Rispetto agli standard di rendicontazione precedentemente usati per i bilanci di sostenibilità (i GRI), l’ESRS-E5 introduce importanti novità, evidenti già dalla sua struttura: alle aziende verranno richieste non solo informazioni rispetto ai materiali in ingresso, ma anche a quelli in uscita (in forma sia di prodotti che di rifiuti).
La disclosure dei flussi di materiale in ingresso (in termini di peso) non è una novità rispetto ai GRI. Con la CSRD, però, si aggiungono ulteriori richieste: saranno infatti da riportare anche le quantità di materie prime biobased che arrivano da una filiera certificata, quelle derivanti da riciclo e quelle che provengono da attività di recupero (come l’utilizzo di sottoprodotti di altre produzioni). L’obiettivo di questa parte di informativa è evidente: esplicitare il livello della sostenibilità delle fonti di approvvigionamento di materie prime e offrire, grazie alla cadenza annuale di pubblicazione del bilancio, dettagli rispetto al miglioramento della performance di circolarità.
Un grosso cambiamento è, invece, rappresentato dall’introduzione della richiesta di informazioni sui beni frutto di attività di produzione. In quest’ambito, non vengono domandate le quantità di flussi in uscita, ma alcune loro caratteristiche qualitative. In particolare: durabilità, riparabilità e tasso di contenuto riciclabile (nei prodotti e nel loro imballaggio). E qui emergono i contatti della CSRD con altri elementi del Green Deal, in particolare con alcuni degli strumenti del Piano d’azione per l’economai circolare (Circular Economy Action Plan).
Il Regolamento ecodesign, in particolare, è un riferimento per tutti gli attributi qualitativi richiesti. Soprattutto, saranno i suoi atti delegati a offrire i parametri per determinare i rating di durabilità e riparabilità al quale lo standard si riferisce, senza però offrire, a oggi, dettagli rispetto alle fonti da consultare. Al Regolamento ecodesign si devono aggiungere, tra i punti di riferimento utili per rispondere allo standard ESRS-E5, anche la Direttiva sul diritto alla riparazione (approvata lo scorso luglio) e il Regolamento packaging (ancora in fase di approvazione) oltre che, per i settori interessati, il Regolamento sulle materie prime critiche e strategiche e il Regolamento batterie.

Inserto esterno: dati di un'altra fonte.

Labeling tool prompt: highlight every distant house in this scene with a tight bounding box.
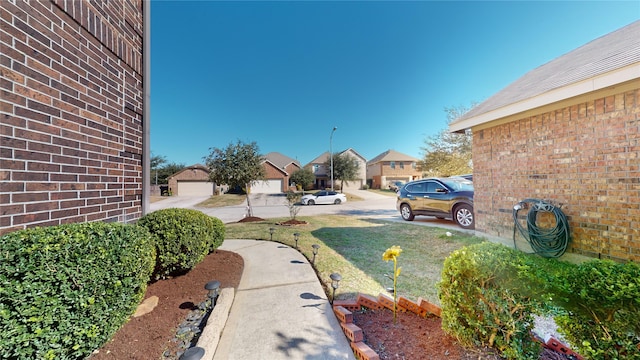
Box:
[304,148,367,190]
[450,21,640,261]
[167,164,215,196]
[251,152,301,194]
[367,149,422,189]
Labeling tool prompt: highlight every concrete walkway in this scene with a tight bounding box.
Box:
[214,240,355,360]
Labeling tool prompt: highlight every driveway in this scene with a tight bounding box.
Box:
[150,190,474,233]
[150,190,398,223]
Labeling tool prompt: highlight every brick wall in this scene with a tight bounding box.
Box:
[473,89,640,261]
[0,0,143,233]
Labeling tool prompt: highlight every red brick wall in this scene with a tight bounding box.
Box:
[0,0,143,233]
[473,89,640,261]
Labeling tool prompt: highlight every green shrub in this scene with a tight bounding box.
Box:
[439,243,640,360]
[438,243,540,359]
[0,223,155,359]
[207,216,226,252]
[556,260,640,359]
[138,208,224,278]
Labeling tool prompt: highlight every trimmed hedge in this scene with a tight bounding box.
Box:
[438,243,640,360]
[0,223,155,359]
[138,208,225,278]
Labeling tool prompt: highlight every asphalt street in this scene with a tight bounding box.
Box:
[151,190,473,232]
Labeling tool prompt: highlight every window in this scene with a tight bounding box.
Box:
[427,181,447,192]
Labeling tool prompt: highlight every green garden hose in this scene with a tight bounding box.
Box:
[513,199,571,258]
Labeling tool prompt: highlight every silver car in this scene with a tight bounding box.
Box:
[300,190,347,205]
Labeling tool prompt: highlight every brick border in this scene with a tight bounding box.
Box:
[333,293,442,360]
[333,293,583,360]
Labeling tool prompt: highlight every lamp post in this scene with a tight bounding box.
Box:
[329,126,338,191]
[329,273,342,304]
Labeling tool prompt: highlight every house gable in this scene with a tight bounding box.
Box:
[367,149,422,189]
[450,21,640,261]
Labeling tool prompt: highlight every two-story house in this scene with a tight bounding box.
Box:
[367,149,422,189]
[304,148,367,190]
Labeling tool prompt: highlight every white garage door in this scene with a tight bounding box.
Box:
[177,180,213,196]
[251,180,282,194]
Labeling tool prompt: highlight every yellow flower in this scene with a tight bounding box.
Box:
[382,245,402,261]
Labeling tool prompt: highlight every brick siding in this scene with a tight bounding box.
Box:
[0,0,143,234]
[473,89,640,261]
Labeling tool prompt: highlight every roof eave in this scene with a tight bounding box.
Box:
[449,63,640,133]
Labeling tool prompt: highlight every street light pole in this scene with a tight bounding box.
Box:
[329,126,338,191]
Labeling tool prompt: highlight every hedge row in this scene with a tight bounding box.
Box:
[0,223,155,359]
[138,208,224,278]
[0,209,225,359]
[438,243,640,359]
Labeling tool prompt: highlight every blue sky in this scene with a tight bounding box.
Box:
[151,0,640,165]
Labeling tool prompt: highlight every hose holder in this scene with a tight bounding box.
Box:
[513,199,571,258]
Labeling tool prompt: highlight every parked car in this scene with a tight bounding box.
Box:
[389,180,404,192]
[454,174,473,181]
[396,177,475,229]
[300,190,347,205]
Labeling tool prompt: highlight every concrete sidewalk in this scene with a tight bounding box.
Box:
[214,240,355,360]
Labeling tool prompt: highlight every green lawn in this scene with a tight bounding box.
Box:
[225,215,485,304]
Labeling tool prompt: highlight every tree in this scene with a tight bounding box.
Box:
[287,190,302,220]
[204,140,265,216]
[325,153,360,190]
[289,169,316,190]
[421,104,475,176]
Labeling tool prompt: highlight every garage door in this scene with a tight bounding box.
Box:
[177,180,213,196]
[251,180,282,194]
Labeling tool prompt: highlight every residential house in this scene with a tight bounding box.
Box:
[304,148,367,190]
[0,0,151,234]
[450,21,640,261]
[251,152,301,194]
[167,164,216,196]
[367,149,422,189]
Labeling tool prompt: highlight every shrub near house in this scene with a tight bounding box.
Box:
[439,243,640,360]
[0,209,225,359]
[0,223,155,359]
[138,208,224,278]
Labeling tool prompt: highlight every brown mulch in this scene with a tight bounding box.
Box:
[238,216,264,222]
[91,250,244,360]
[90,242,576,360]
[353,308,500,360]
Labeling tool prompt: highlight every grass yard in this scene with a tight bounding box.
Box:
[225,215,485,304]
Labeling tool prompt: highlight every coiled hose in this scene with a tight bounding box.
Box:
[513,199,571,258]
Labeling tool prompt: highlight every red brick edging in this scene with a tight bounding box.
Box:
[333,293,582,360]
[333,294,442,360]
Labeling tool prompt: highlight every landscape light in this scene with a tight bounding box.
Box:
[293,233,300,249]
[209,280,220,300]
[180,346,204,360]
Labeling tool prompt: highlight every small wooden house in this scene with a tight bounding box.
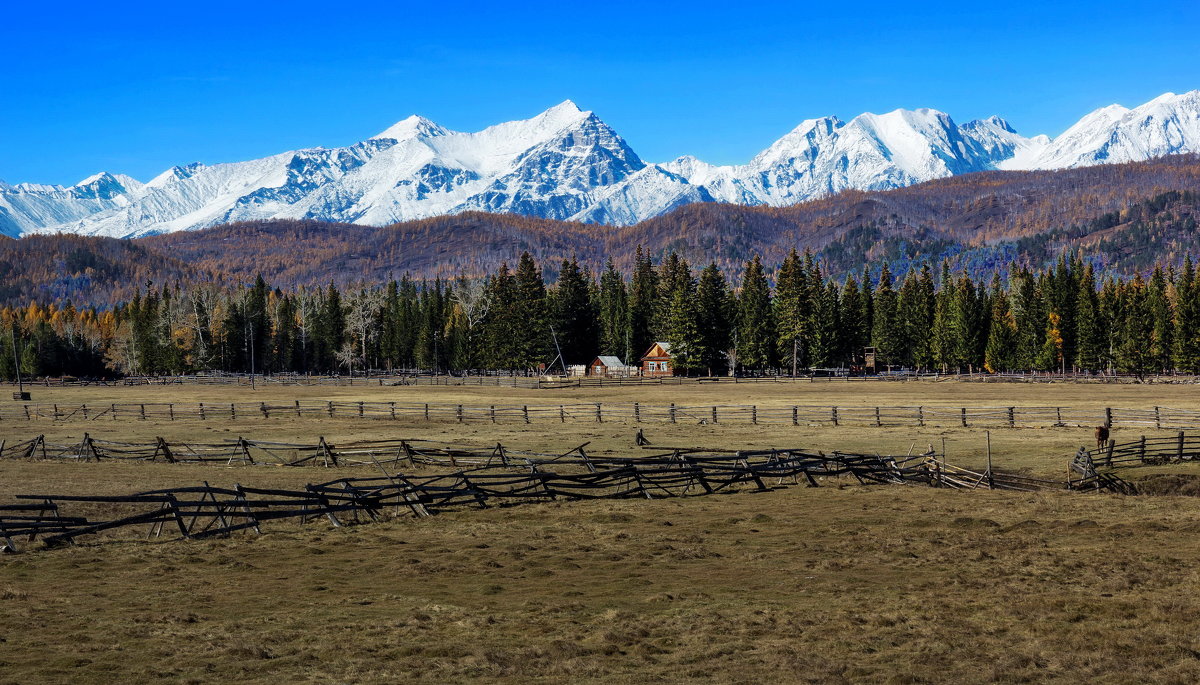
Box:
[642,342,674,378]
[588,354,629,377]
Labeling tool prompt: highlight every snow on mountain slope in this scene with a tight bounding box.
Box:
[0,174,143,238]
[9,91,1200,236]
[1013,90,1200,169]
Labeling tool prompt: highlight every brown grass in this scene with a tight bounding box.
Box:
[0,384,1200,683]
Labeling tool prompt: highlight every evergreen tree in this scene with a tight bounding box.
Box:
[774,248,812,368]
[1117,274,1154,378]
[1172,256,1200,373]
[1074,264,1106,371]
[871,263,905,366]
[696,263,736,375]
[625,245,658,363]
[1146,268,1175,372]
[514,252,552,368]
[662,286,704,375]
[598,259,632,363]
[984,275,1016,373]
[551,259,599,365]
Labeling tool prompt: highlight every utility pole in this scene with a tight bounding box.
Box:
[792,336,800,379]
[8,322,29,401]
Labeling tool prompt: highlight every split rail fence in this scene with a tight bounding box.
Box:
[0,437,1128,552]
[7,399,1200,429]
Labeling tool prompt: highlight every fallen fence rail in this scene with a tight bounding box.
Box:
[0,439,1094,552]
[7,399,1200,429]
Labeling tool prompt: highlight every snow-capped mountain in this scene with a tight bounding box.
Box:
[0,91,1200,238]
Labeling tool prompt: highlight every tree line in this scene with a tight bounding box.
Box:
[0,248,1200,379]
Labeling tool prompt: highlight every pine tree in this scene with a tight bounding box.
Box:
[1172,256,1200,373]
[662,287,704,375]
[625,245,658,363]
[737,257,775,371]
[1146,266,1175,372]
[839,275,870,365]
[514,252,552,368]
[983,275,1016,373]
[1117,274,1154,378]
[696,263,736,375]
[774,248,812,369]
[550,259,599,365]
[871,263,904,366]
[1074,264,1106,371]
[598,259,632,363]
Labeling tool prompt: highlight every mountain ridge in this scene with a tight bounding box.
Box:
[0,155,1200,306]
[0,90,1200,238]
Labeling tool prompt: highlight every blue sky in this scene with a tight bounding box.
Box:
[0,0,1200,184]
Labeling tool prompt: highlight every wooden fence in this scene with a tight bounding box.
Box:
[1070,431,1200,494]
[9,368,1200,390]
[7,399,1200,429]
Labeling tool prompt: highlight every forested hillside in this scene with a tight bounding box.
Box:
[7,252,1200,378]
[0,155,1200,306]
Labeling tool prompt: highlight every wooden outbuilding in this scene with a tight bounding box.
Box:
[642,342,674,378]
[588,354,629,377]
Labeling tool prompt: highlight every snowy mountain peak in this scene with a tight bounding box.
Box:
[371,114,448,140]
[7,91,1200,236]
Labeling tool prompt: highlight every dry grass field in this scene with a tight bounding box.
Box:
[0,381,1200,683]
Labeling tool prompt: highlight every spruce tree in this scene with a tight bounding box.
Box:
[871,263,904,366]
[696,263,736,375]
[984,275,1016,373]
[550,258,599,365]
[598,259,634,365]
[737,257,775,371]
[625,245,658,365]
[774,247,812,367]
[1074,264,1106,371]
[1172,256,1200,373]
[514,252,552,368]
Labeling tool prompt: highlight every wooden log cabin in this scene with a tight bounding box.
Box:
[642,342,674,378]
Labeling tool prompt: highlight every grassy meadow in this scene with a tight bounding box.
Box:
[0,381,1200,683]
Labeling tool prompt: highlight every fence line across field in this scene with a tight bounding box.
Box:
[11,368,1200,390]
[0,399,1200,428]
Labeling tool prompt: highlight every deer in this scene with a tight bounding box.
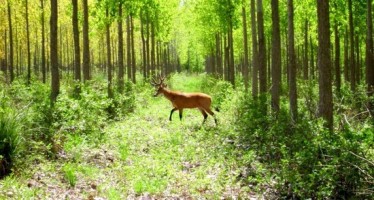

Tutti strumenti che sono parte del Green Deal, il che dimostra, nuovamente, quanto la disclosure di sostenibilità richiesta dalla CSRD sia saldamente collegata agli obiettivi di sostenibilità UE e quanto gli strumenti per la rendicontazione del livello di circolarità del business sono ancora, di fatto, in fase di strutturazione.
L’ultima richiesta dello standard sull’economia circolare è relativa alle quantità di rifiuti generati, con dettaglio della loro classe di pericolosità e della modalità di gestione (recupero o smaltimento). Di nuovo, l’obbligo di pubblicare annualmente il bilancio consentirà di divulgare l’auspicabile miglioramento della performance, nei termini sia della riduzione dei rifiuti generati e che dell’aumento della quota inviata a recupero.
In conclusione, come tutti gli standard ESRS anche quello sull’economia circolare consente di dotarsi di strumenti di monitoraggio e miglioramento della performance di sostenibilità e di verificare il livello di allineamento con gli strumenti normativi del Green Deal, per quanto sia caratterizzato dalla grossa difficoltà di non poter fare riferimento a una metodologia strutturata e solida. Del resto, la fase che stiamo attraversando si chiama “transizione ecologica” non a caso: un certo livello di indefinitezza è inevitabile e verrà risolto col continuo lavoro di avvicinamento a un reale paradigma di sviluppo sostenibile.